1: “The hard thing isn’t setting a big, hairy, audacious goal,” Ben Horowitz writes in The Hard Thing About Hard Things: Building a Business When There Are No Easy Answers.

“The hard thing is laying people off when you miss the big goal,” Ben notes.

Not the hard thing: Hiring great people.

The hard thing: “When those ‘great people’ develop a sense of entitlement and start demanding unreasonable things,” he observes.

Not the hard thing: Setting up an organizational chart.

The hard thing: “Getting people to communicate within the organization that you just designed,” Ben writes.

Not the hard thing: Dreaming big.

The hard thing: “Waking up in the middle of the night in a cold sweat when the dream turns into a nightmare,” Ben writes.

2: Ben doesn’t buy into many of the popular ideas about leadership.

“The problem with these books is that they attempt to provide a recipe for challenges that have no recipes,” he writes.

The reality is, there is no “recipe” for really complicated circumstances.

“There’s no recipe for building a high-tech company,” Ben suggests. “There’s no recipe for leading a group of people out of trouble; there’s no recipe for making a series of hit songs; there’s no recipe for playing NFL quarterback; there’s no recipe for running for president; and there’s no recipe for motivating teams when your business has turned to crap.”

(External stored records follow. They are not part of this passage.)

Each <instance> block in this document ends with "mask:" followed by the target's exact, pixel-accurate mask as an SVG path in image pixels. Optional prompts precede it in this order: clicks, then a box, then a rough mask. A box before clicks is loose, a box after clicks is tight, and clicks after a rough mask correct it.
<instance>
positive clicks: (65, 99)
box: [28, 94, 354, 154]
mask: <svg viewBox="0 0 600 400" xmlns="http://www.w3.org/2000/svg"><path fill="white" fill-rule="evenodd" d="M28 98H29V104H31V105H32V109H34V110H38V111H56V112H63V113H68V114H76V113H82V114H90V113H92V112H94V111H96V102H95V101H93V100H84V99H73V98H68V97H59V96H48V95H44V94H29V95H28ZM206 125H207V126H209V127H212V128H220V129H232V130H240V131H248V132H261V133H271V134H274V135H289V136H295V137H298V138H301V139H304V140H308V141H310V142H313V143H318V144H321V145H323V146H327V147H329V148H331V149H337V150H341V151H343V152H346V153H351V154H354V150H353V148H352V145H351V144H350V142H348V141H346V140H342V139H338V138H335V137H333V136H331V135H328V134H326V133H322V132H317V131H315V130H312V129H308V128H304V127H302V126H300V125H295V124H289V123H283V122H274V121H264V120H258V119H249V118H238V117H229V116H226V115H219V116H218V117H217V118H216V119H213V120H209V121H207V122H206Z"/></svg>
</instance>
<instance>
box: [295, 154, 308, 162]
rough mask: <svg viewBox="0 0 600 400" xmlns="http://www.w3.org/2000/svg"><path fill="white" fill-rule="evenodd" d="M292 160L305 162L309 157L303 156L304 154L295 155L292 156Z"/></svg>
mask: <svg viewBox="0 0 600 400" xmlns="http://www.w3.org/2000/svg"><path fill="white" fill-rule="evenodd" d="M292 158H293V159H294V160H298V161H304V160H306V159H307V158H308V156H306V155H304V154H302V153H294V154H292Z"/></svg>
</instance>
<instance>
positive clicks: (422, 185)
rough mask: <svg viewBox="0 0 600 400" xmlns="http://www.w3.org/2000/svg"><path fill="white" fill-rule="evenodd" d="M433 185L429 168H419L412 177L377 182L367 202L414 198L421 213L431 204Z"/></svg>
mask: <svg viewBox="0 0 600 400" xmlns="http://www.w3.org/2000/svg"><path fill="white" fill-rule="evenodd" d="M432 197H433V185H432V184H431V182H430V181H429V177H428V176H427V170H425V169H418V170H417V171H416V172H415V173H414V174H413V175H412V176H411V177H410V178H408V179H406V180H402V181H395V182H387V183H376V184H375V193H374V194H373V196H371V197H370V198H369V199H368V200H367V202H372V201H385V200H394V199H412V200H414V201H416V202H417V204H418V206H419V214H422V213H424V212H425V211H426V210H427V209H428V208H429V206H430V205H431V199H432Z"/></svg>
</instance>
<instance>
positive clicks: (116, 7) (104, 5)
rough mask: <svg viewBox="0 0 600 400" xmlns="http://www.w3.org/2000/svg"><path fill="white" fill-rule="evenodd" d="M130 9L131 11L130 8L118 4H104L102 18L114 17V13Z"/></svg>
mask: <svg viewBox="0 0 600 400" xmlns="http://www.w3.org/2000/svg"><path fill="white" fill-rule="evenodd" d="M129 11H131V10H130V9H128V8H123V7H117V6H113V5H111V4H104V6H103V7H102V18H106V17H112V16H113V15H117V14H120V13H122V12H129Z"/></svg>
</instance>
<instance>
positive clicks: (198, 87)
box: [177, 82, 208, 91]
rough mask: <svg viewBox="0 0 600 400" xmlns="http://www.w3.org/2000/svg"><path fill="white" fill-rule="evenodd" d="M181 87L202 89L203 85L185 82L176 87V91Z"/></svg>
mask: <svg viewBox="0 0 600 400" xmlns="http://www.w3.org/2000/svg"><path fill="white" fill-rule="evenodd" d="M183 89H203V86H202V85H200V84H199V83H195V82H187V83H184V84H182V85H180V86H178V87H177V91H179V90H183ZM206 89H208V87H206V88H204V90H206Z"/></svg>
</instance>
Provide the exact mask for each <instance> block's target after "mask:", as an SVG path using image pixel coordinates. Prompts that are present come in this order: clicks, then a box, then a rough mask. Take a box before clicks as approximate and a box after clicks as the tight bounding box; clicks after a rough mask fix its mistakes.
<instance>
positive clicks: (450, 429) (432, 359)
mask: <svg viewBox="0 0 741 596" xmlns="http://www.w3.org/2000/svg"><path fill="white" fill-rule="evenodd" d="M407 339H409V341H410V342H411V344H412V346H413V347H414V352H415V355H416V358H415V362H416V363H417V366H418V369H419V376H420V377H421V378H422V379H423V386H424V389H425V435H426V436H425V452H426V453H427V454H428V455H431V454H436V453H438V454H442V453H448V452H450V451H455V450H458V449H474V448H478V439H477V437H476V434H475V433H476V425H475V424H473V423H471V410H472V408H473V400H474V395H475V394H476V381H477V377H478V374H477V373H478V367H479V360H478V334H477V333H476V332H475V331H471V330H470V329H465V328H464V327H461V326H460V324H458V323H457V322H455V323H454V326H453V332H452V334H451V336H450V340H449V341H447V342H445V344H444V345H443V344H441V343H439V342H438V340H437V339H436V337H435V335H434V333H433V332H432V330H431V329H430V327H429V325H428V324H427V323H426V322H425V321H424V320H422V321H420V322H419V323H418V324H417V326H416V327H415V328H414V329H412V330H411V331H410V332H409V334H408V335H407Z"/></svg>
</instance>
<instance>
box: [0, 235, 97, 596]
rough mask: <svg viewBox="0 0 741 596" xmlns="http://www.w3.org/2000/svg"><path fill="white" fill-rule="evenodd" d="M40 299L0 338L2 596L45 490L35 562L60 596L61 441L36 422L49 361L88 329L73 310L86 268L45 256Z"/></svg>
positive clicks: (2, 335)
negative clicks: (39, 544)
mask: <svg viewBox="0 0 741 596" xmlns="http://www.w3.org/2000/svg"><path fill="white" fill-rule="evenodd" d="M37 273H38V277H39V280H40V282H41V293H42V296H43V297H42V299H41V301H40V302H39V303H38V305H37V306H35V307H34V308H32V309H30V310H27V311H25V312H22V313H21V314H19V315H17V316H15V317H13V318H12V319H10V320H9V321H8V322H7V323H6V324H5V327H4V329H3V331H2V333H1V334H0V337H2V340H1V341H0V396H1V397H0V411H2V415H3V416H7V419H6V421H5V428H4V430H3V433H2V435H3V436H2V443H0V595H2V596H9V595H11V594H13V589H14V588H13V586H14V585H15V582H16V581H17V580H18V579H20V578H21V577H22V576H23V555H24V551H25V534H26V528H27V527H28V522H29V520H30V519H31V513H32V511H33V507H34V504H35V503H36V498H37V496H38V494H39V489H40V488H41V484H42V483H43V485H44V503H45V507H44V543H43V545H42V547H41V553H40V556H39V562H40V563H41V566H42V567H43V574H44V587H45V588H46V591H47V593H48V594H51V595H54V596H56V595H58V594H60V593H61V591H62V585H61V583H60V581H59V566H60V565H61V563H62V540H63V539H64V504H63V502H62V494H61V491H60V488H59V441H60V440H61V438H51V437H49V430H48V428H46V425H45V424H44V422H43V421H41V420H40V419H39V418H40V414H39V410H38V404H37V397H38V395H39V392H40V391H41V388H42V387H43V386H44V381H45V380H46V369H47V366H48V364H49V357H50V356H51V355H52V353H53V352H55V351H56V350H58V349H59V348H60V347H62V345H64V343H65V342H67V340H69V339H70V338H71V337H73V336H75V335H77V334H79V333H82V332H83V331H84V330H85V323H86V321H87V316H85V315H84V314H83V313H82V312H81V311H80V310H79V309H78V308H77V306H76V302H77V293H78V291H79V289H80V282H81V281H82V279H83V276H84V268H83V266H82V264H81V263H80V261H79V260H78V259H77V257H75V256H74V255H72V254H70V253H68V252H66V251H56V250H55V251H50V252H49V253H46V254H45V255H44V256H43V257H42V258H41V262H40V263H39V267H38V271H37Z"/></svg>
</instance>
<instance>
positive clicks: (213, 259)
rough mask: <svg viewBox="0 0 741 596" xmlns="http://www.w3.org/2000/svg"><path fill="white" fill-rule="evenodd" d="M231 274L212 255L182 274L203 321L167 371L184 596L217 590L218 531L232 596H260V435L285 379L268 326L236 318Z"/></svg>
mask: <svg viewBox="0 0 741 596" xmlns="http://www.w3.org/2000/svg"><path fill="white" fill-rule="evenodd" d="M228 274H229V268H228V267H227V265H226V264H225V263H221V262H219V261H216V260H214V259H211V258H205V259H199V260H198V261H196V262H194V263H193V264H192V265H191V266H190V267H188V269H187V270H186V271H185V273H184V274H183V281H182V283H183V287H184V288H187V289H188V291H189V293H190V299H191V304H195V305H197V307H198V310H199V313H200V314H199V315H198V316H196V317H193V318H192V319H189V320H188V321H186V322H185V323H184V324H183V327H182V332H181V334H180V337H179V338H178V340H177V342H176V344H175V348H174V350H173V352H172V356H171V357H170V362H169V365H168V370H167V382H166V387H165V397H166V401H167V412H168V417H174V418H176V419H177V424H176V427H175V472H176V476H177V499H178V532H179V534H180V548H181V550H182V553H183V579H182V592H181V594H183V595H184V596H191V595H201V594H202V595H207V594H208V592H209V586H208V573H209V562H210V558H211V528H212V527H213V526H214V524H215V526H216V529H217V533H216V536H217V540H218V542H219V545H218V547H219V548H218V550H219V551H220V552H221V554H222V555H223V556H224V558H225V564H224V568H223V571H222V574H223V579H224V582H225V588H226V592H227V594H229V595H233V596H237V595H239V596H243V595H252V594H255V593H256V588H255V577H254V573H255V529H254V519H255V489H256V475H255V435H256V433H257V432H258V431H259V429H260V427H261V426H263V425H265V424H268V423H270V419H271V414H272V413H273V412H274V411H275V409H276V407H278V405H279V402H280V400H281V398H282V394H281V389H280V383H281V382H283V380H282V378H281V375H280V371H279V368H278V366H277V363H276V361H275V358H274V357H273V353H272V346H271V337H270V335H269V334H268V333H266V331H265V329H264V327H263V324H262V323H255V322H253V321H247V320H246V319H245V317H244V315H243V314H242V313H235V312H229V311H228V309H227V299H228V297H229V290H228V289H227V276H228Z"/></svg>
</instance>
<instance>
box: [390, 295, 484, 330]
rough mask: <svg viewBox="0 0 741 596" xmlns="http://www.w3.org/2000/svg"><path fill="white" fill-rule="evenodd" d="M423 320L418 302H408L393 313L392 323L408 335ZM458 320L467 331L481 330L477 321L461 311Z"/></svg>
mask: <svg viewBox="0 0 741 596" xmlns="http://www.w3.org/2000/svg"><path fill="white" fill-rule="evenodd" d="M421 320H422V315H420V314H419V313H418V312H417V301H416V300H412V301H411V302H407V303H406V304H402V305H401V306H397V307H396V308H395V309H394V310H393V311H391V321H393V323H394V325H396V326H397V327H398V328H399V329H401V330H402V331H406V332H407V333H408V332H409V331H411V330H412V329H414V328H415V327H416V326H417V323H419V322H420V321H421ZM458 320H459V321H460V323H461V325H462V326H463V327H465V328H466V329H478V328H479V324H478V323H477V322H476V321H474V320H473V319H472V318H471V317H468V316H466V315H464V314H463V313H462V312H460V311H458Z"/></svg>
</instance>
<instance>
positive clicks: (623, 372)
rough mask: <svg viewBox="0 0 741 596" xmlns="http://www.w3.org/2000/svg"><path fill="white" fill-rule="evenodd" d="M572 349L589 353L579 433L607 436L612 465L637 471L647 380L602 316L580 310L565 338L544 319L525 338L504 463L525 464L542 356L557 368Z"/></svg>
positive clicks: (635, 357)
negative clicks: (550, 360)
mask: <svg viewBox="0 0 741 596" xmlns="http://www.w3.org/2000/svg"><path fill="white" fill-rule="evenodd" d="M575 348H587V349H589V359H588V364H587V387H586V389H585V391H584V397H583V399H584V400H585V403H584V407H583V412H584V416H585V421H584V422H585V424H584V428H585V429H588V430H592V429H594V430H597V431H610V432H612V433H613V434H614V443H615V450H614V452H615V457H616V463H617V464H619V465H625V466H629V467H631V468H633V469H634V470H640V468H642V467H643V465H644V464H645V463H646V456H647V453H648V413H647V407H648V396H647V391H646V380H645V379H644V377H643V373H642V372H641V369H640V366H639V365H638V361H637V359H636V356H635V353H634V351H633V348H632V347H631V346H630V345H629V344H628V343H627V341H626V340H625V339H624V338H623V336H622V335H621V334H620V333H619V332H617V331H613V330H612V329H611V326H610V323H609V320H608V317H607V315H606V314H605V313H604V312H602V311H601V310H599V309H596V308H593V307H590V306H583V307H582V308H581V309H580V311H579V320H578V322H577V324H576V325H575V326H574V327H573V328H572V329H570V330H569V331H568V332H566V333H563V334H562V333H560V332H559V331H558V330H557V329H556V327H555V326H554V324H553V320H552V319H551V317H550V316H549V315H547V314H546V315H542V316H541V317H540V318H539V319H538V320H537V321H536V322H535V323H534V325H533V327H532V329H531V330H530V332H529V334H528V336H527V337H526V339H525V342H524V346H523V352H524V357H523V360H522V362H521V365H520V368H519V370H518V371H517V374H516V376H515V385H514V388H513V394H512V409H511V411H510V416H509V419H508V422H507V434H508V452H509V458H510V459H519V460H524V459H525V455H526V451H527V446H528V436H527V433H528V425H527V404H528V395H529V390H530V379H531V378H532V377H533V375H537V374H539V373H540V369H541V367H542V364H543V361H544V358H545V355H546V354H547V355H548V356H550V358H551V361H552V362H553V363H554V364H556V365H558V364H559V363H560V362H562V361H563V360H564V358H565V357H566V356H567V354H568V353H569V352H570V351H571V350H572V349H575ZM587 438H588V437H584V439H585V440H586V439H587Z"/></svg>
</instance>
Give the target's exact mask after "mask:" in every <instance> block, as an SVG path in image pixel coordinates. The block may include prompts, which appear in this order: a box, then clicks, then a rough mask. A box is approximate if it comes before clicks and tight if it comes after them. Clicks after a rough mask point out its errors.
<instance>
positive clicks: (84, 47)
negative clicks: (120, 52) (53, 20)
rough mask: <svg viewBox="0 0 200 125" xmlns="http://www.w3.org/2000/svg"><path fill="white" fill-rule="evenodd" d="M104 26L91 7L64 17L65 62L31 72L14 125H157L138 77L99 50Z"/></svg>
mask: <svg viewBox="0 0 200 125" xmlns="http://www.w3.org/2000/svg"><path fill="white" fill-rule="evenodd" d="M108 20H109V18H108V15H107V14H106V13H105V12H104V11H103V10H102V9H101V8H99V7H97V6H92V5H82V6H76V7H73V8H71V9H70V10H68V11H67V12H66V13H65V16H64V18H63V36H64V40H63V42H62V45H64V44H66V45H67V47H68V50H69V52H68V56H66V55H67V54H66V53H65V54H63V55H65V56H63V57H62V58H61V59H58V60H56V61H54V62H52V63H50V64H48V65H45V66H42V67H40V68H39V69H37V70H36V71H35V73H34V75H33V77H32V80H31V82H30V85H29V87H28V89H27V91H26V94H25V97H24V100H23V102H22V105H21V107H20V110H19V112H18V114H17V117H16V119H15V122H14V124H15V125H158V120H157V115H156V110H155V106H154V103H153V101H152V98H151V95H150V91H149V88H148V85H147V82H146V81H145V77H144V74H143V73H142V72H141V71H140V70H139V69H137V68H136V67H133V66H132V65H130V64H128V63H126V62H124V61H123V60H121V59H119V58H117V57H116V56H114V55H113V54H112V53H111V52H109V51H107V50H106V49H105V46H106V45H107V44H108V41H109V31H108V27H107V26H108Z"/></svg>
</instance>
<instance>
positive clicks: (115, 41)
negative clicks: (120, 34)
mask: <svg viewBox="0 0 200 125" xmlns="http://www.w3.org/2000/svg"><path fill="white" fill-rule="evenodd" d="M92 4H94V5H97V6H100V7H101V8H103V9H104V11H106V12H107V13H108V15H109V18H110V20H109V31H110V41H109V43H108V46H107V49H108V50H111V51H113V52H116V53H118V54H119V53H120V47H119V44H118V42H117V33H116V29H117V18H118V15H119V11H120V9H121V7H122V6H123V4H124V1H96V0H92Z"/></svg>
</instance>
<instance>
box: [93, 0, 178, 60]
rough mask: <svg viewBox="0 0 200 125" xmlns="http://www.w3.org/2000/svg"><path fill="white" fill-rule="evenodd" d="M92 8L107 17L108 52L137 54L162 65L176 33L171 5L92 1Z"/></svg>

Hence the title of his book: “That’s the hard thing about hard things—there is no formula for dealing with them,” he notes.

3: While there is no clear-cut recipe to deal with the hard things, Ben believes “there are many bits of advice and experience that can help with the hard things.

“I do not attempt to present a formula in this book,” he explains. “Instead, I present my story and the difficulties that I have faced. As an entrepreneur, a CEO, and now as a venture capitalist, I still find these lessons useful—especially as I work with a new generation of founder-CEOs.”

Building a company is hard. There will be hard times.

“I’ve been there; I’ve done that,” Ben notes. “Circumstances may differ, but the deeper patterns and the lessons keep resonating.”

More tomorrow!

_________________________

Reflection: When my plans go sideways and the “hard things” show up, how willing am I to face them directly rather than look for a neat formula or easy answer?

Action: Identify one tough leadership challenge I am currently avoiding and take the next concrete step to address it this week, even if the path forward feels uncertain.